Level: | Intermediate |
Total: | 4 hr 55 min |
Prep: | 25 min |
Inactive: | 1 hr 30 min |
Cook: | 3 hr |
Yield: | 8 servings |
Level: | Intermediate |
Total: | 4 hr 55 min |
Prep: | 25 min |
Inactive: | 1 hr 30 min |
Cook: | 3 hr |
Yield: | 8 servings |
Ingredients
- One 17-pound whole fresh turkey, rinsed well and patted dry
- 1 1/4 sticks unsalted butter, slightly softened
- 2 tablespoons finely chopped fresh flat-leaf parsley
- 2 tablespoons finely chopped fresh rosemary
- 2 tablespoons finely chopped fresh sage
- 2 tablespoons finely chopped fresh thyme leaves
- Salt and freshly ground black pepper
- 3 large carrots, cut into 1-inch pieces
- 3 large stalks celery, cut into 1-inch pieces
- 2 large onions, quartered
- 12 cups homemade chicken stock
- 2 tablespoons unsalted butter
- 2 tablespoons all-purpose flour
- 1 head roasted garlic, cloves removed and peeled
- Splash of white wine, optional
- Mixed chopped fresh herbs, such as parsley, rosemary, sage and thyme. optional
- Salt and freshly ground black pepper
Instructions
- For the turkey: Remove the turkey from the refrigerator 1 hour before roasting.
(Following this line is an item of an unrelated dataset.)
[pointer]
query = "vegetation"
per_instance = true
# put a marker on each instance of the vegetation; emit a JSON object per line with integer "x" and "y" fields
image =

- Combine the butter, parsley, rosemary, sage and thyme and in a food processor and process until smooth. Season with salt and pepper.
- Preheat the oven to 450 degrees F. Sprinkle the cavity of the turkey with salt and pepper and fill the cavity with half the carrots, celery and onions. Rub the entire turkey with the herb butter and sprinkle liberally with salt and pepper.
- Put 4 cups of the chicken stock in a medium saucepan and keep warm over low heat.
- Place the remaining vegetables on the bottom of a large roasting pan. Put the turkey on top of the vegetables, put in the oven and roast until lightly golden brown, about 45 minutes. Reduce the heat to 350 degrees F and continue roasting, basting with the warm chicken stock every 15 minutes, 2 to 2 hours 15 minutes hours longer. (An instant-read thermometer inserted in the thigh should register 160 degrees F.)
- Remove the turkey from the oven, transfer to baking sheet, tent loosely with foil and let rest 30 minutes before slicing. Remove the legs for braising. Strain the drippings into a bowl and discard the solids. Add enough stock to make 4 cups liquid.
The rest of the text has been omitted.